J'ai utilisé PostgreSQL, MongoDB, Firebase/Firestore, Redis et SQLite dans différents projets de production. Chaque choix était adapté à son contexte, et quelques-uns étaient inadaptés et ont dû être migrés. Les patterns derrière ces décisions sont plus utiles que n'importe quelle comparaison de benchmarks.

Le cadre de décision

Avant de regarder les bases de données individuelles, répondez à ces cinq questions sur votre projet :

1. Quelle est la forme de vos données ?

Il ne s'agit pas de "relationnel vs document". Il s'agit de savoir comment vos entités de données sont liées entre elles.

Fortement relationnelles : Les utilisateurs ont des commandes, les commandes ont des articles, les articles appartiennent à des catégories, les catégories ont des hiérarchies. Si vous dessinez votre modèle de données et qu'il ressemble à un graphe avec de nombreuses connexions, vous avez besoin de solides capacités relationnelles.

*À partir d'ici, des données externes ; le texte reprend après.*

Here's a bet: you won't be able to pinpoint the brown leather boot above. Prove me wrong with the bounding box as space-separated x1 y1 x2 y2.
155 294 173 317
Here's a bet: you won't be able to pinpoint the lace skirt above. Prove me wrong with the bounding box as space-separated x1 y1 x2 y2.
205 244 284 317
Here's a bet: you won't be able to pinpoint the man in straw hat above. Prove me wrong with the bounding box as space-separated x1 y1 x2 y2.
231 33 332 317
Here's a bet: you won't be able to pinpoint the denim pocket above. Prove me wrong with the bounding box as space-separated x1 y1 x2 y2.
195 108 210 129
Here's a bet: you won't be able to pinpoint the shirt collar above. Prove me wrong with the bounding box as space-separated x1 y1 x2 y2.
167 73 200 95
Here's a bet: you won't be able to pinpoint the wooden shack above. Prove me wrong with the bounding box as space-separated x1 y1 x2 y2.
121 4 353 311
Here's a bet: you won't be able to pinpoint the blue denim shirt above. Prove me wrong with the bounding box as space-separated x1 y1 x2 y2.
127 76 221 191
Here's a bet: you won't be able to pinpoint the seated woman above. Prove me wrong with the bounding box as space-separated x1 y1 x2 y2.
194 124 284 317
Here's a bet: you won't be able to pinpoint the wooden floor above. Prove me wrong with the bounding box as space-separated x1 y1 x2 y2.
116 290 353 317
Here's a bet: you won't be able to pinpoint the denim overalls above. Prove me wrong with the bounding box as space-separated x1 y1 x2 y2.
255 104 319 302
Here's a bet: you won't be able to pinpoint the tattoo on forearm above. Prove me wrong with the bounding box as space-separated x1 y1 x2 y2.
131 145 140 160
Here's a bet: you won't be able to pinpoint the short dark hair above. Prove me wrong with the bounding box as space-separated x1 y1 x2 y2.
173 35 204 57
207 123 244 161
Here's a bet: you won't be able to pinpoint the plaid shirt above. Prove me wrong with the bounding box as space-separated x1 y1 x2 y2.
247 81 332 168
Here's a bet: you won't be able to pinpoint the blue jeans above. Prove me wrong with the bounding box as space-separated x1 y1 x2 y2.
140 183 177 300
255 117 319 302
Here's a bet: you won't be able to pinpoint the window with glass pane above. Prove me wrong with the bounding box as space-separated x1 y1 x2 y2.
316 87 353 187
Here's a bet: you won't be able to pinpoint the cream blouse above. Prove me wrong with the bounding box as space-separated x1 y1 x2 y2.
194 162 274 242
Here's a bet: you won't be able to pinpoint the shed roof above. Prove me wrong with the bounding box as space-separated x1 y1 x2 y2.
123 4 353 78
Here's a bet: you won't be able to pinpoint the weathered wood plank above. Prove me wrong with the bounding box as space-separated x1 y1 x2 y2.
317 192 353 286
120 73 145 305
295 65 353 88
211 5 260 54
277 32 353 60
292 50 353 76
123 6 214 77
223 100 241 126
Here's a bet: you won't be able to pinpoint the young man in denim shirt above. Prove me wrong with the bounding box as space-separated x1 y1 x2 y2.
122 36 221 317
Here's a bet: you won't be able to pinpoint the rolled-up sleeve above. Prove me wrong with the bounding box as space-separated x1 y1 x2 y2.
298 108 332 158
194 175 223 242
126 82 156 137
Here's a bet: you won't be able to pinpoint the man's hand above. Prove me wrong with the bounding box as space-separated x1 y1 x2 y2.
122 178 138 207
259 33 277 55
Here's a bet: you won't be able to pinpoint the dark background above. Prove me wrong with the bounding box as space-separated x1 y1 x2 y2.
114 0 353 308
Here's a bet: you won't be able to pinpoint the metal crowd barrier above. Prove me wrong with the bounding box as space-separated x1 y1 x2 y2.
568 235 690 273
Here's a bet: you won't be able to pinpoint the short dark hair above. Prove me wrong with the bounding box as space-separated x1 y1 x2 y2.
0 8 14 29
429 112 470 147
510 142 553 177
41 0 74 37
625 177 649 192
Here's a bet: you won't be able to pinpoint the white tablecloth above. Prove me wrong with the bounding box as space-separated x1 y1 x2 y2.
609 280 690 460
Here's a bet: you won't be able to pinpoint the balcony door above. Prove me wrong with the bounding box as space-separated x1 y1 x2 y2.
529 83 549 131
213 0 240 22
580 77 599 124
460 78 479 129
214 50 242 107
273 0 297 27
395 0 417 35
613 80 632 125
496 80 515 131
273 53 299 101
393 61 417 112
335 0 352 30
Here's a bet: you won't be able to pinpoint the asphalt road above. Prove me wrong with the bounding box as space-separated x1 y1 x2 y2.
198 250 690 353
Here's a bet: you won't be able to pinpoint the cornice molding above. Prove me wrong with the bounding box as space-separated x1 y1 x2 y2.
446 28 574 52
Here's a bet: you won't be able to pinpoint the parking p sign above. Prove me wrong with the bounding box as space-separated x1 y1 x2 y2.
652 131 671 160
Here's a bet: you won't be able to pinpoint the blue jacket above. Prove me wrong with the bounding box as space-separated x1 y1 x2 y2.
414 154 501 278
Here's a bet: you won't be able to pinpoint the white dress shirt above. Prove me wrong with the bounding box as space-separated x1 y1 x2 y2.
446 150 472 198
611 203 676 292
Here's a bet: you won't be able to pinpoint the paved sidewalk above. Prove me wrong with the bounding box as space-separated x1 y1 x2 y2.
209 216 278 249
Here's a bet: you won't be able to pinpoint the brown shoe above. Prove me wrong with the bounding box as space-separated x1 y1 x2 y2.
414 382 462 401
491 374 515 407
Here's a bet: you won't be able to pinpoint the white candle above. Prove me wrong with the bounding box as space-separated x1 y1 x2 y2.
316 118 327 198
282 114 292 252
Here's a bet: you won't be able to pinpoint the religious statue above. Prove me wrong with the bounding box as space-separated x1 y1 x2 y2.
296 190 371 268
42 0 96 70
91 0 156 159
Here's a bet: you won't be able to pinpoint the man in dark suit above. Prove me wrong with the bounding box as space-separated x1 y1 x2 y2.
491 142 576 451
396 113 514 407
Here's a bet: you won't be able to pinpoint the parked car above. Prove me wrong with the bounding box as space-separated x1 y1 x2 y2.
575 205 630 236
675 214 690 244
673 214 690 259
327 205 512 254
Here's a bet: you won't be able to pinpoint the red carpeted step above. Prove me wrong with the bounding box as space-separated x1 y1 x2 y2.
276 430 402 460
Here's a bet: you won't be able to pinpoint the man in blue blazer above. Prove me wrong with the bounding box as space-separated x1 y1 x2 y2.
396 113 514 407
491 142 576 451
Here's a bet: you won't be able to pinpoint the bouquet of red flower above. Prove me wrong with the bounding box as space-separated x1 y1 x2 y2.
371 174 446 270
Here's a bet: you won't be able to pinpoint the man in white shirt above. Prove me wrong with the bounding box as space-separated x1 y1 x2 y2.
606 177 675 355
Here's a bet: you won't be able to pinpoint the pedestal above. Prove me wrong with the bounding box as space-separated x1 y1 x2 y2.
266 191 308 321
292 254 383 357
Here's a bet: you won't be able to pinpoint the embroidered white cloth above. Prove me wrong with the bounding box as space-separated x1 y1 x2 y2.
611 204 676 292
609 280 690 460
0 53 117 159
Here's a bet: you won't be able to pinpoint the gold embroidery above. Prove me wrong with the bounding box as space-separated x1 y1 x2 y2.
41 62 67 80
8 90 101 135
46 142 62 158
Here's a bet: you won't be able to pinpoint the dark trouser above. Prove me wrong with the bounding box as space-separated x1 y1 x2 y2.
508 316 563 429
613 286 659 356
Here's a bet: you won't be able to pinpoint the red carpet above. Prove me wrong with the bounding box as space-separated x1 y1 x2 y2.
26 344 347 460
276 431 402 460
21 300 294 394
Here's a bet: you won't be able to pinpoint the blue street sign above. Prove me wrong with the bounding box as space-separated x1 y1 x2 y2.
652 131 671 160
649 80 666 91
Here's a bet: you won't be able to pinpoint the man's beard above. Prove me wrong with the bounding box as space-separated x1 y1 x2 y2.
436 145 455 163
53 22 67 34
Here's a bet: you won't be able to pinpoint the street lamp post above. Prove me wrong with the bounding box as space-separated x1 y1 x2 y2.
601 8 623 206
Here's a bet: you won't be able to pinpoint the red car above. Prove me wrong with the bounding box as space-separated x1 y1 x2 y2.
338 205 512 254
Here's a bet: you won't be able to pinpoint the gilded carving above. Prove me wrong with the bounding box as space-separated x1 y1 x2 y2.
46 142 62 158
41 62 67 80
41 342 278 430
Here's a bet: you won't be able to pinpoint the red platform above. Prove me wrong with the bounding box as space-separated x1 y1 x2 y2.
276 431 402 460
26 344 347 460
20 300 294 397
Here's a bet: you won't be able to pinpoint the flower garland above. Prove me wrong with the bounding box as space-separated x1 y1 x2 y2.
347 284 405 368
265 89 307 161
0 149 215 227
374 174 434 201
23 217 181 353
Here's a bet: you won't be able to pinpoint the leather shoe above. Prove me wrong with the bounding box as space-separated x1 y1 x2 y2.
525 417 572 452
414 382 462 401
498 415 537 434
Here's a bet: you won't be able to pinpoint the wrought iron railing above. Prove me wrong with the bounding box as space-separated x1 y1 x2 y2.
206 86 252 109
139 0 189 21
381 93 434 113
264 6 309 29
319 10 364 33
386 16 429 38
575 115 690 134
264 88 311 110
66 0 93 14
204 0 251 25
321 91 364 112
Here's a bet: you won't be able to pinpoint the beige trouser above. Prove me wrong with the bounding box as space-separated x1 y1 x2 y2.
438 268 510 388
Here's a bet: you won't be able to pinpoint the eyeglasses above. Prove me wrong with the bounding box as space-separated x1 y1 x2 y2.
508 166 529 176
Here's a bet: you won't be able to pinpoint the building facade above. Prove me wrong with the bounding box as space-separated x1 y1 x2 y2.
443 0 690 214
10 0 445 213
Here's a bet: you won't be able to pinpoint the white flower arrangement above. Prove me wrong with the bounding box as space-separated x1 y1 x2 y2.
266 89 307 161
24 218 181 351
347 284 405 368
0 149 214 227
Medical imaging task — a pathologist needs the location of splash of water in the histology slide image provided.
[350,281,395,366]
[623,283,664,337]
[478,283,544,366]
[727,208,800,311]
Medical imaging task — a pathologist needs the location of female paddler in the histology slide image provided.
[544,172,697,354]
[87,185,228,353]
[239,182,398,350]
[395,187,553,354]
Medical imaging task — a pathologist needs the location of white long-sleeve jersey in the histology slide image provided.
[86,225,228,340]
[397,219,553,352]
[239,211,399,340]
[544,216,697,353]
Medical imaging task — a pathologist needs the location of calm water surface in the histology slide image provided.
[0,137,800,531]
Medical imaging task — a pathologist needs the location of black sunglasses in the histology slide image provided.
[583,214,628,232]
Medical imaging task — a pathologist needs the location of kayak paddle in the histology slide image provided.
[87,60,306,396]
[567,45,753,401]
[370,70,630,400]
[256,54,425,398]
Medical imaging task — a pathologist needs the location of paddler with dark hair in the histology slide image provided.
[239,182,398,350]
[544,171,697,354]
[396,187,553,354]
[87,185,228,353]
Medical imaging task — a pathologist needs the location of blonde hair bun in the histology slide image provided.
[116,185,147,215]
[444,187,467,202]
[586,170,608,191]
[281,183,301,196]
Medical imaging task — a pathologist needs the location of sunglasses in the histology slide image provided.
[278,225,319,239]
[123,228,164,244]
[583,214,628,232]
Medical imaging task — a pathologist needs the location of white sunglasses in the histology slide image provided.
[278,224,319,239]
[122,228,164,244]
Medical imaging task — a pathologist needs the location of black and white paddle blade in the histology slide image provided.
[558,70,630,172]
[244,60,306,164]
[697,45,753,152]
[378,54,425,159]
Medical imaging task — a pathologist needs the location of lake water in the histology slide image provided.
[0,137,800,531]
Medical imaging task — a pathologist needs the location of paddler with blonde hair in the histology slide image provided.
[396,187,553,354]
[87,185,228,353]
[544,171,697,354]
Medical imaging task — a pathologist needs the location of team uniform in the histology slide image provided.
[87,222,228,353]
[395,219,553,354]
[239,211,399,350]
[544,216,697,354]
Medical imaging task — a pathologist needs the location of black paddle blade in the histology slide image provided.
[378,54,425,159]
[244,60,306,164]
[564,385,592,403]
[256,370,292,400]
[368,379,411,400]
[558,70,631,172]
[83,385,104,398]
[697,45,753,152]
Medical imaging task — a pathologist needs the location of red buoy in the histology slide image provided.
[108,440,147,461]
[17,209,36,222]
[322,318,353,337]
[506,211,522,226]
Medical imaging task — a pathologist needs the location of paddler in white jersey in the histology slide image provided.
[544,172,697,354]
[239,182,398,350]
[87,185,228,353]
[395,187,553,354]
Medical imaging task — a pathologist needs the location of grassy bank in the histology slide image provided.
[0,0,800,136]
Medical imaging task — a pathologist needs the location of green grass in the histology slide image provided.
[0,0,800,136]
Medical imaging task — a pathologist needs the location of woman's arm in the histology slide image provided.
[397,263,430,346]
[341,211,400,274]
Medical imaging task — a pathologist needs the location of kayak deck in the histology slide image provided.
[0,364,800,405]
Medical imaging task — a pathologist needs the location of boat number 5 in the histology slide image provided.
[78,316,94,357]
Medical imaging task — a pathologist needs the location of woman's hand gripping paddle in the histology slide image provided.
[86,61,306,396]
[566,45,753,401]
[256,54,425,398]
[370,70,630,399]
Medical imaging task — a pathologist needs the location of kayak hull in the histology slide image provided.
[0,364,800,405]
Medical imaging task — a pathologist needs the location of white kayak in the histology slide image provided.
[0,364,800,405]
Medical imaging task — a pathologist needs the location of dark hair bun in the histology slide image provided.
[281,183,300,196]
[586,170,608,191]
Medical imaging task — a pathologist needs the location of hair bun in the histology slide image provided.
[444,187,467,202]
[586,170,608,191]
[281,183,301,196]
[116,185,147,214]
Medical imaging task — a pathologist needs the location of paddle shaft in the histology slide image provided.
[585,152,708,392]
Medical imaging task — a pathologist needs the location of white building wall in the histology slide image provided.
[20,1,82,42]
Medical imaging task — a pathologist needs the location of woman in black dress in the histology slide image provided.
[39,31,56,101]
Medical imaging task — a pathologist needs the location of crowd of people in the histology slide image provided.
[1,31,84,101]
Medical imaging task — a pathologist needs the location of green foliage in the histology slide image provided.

Orientées document : Chaque entité est relativement autonome. Un article de blog contient son titre, corps, tags et informations d'auteur. Vous avez rarement besoin de joindre entre les types d'entités.

Clé-valeur : Vous devez stocker et récupérer par clé. Données de session, configuration, feature flags.

Séries temporelles : Événements, métriques, logs. Écriture intensive, ajout uniquement, requêtes par plage temporelle.

2. Quels sont vos patterns de requêtes ?

Requêtes connues : Vous savez exactement quelles requêtes l'application exécutera. E-commerce : "obtenir les commandes de l'utilisateur", "trouver les produits par catégorie", "calculer le chiffre d'affaires total ce mois". Les requêtes connues favorisent les bases de données relationnelles où vous pouvez optimiser avec des index et des plans de requêtes.

Requêtes ad-hoc : Les utilisateurs peuvent rechercher, filtrer et agréger de manière imprévisible. Tableaux de bord analytiques, fonctionnalités de recherche, outils de reporting. Ceux-ci favorisent les moteurs de requêtes flexibles.

Recherches simples : La plupart des lectures sont "obtenir le document par ID". Les bases de données documentaires et les stores clé-valeur excellent ici.

3. Quelle est votre exigence de cohérence ?

Cohérence forte : Banque, inventaire, tout ce où lire des données obsolètes cause de vrais problèmes. Les bases de données relationnelles avec des transactions ACID sont le choix sûr.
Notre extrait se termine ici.